I was recently called in to take over a performance problem. I quickly determined that only a portion of the database was affected, but it was the most visible part, affecting the business ability to offer a certain feature to millions of our customers. Some queries that should take less than 5 seconds suddenly took minutes to complete.
Of course the App Vendor claimed that nothing changed around that particular query in years, so it had to be a database problem.
Looking at OEM’s Average Active Sessions graph on the Performance tab, I could clearly see a huge red stripe (red means the wait is Application related). Drilling down I found waits for an event called “enq: UL – contention” to be the problem. A metalink search retuned no hits and a google search retuned hundreds of forum websites with DBA’s asking “What is enq: UL – contention?”, most of them did not have any replies. The only reference to this event in the manual was found in Oracle® Database Reference 10g Release 2 (10.2) (B14237-01) Appendix E: Oracle Enqueue Names . It simply stated “UL, User-defined Locks”. To me that meant that the app could be using DBMS_LOCK, but the Vendor said they don’t and app support told me that these queries do not write to the database.
I queried V$SESSION for sessions waiting for EVENT=”enq: UL – contention” to find the SID of the BLOCKING_SESSION, but the BLOCKING_SESSION kept on changing. One blocking session would have confirmed an App issue and the short term solution would have been to kill that process.

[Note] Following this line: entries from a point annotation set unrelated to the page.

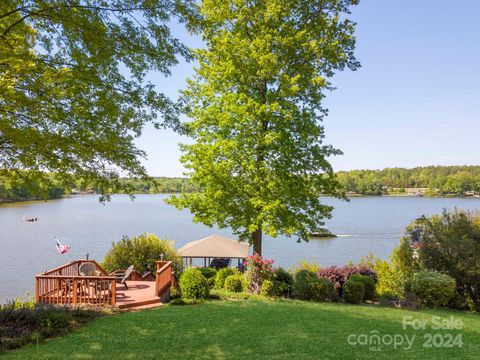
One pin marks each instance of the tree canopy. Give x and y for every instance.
(255, 106)
(73, 88)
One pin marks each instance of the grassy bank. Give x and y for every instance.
(255, 330)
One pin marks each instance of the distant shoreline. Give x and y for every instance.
(446, 196)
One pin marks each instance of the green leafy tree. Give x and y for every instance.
(73, 88)
(256, 107)
(450, 243)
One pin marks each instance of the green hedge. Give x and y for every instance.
(322, 290)
(193, 285)
(233, 283)
(432, 288)
(222, 274)
(368, 283)
(353, 291)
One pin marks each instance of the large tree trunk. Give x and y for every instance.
(257, 241)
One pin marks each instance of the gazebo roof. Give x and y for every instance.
(214, 246)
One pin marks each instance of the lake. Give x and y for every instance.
(364, 225)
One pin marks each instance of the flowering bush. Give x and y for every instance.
(258, 270)
(339, 275)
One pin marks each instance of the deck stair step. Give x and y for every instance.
(141, 304)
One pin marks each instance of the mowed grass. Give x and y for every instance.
(254, 330)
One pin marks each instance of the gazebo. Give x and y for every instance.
(213, 247)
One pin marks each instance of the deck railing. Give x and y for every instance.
(64, 285)
(163, 278)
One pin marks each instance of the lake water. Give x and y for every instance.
(365, 225)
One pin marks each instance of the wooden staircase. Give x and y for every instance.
(142, 304)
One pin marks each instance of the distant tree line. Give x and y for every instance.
(435, 180)
(27, 185)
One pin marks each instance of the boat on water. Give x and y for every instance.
(324, 233)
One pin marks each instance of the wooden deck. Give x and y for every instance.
(68, 285)
(139, 295)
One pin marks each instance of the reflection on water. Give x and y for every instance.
(364, 225)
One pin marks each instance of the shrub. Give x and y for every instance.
(141, 252)
(305, 265)
(208, 272)
(54, 323)
(353, 292)
(233, 283)
(267, 289)
(222, 274)
(368, 283)
(302, 286)
(322, 290)
(433, 289)
(193, 285)
(283, 275)
(259, 269)
(279, 288)
(449, 243)
(339, 275)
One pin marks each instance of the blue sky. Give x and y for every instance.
(414, 102)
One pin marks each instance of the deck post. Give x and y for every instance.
(37, 290)
(75, 285)
(114, 292)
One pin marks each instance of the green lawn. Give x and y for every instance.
(254, 330)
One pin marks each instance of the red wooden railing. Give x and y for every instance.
(64, 285)
(163, 278)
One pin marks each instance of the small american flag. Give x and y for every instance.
(62, 249)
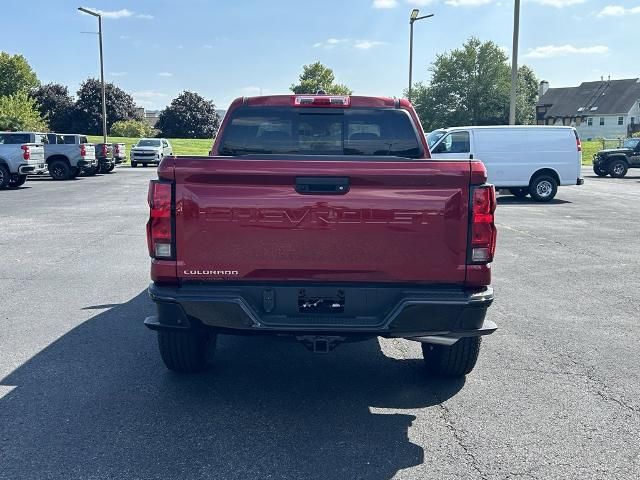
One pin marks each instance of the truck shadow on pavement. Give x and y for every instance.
(98, 403)
(511, 200)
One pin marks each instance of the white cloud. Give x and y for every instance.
(467, 3)
(549, 51)
(385, 3)
(560, 3)
(617, 11)
(367, 44)
(148, 94)
(330, 43)
(115, 14)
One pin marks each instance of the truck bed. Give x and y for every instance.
(240, 218)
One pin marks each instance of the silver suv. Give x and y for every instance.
(150, 150)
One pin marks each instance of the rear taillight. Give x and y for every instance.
(483, 230)
(160, 225)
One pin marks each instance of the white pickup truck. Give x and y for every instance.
(69, 155)
(21, 154)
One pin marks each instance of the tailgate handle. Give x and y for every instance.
(322, 185)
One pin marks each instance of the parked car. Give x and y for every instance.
(321, 218)
(68, 155)
(526, 160)
(106, 161)
(21, 154)
(150, 150)
(617, 161)
(119, 153)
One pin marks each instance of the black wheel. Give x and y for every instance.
(618, 168)
(185, 352)
(59, 170)
(456, 360)
(543, 188)
(19, 182)
(519, 192)
(5, 175)
(598, 170)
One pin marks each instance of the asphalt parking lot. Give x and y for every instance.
(83, 392)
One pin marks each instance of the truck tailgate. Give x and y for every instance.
(243, 219)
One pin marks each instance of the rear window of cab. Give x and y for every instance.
(320, 131)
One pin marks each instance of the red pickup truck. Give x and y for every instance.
(323, 218)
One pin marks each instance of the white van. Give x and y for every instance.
(531, 160)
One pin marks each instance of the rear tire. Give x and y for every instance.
(59, 170)
(19, 182)
(519, 192)
(601, 172)
(543, 188)
(618, 168)
(5, 176)
(185, 351)
(456, 360)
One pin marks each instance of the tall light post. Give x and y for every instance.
(412, 19)
(104, 98)
(514, 63)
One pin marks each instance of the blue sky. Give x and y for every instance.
(228, 48)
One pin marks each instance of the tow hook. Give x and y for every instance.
(320, 344)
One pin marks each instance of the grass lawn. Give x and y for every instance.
(187, 146)
(181, 146)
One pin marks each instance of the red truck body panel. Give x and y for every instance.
(400, 222)
(241, 218)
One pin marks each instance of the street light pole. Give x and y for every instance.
(104, 97)
(514, 63)
(413, 18)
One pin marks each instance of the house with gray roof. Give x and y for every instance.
(601, 109)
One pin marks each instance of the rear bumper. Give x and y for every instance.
(368, 310)
(33, 168)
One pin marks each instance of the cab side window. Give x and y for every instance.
(454, 142)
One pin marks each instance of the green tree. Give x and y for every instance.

Then I logged a priority 1 SR and was asked to provide system state dumps. Eventually BUG 4367986 was identified as a possibility. The patch was applied, but it made no difference!
OK, I clearly had to try something else, so I decided to trace 1 session and go through the TKPROF output. I found that the app related SQL statements all executed in less than 5 second, but one statement stood out at 60 seconds elapsed time. That SQL statement was;
begin ctxsys.drvdml.com_sync_index(:idxname, :idxmem, :partname); end;
Schema ctxsys means Oracle Text is in use and the Vendor then confirmed that Oracle Text indexes where build on an app related audit table almost 2 months ago. The TKPROF also showed INSERTs into the app audit table, so we were finally on the right track.
This information was uploaded in the SR and I had to check the SYNC intervals via a select from dr$index and confirmed that the 2 audit indexes had SYNC ON COMMIT. We changed the COMMIT interval to MANUAL , just to proof if this problem is related to the SYNC ON COMMIT. Once we changed the commit interval to MANUAL, the wait event disappeared.
exec CTX_DDL.REPLACE_INDEX_METADATA('XX','REPLACE METADATA SYNC (MANUAL)');
The SR engineer then supplied the following script to change the SYNC to every 5 minutes.
exec CTX_DDL.REPLACE_INDEX_METADATA('XX','REPLACE METADATA SYNC (every "SYSDATE+5/1440")');
So the “moral of the story” is that as a DBA you have more than one tool to solve a problem and you should use as many of them as possible until the root cause of the problem is clear.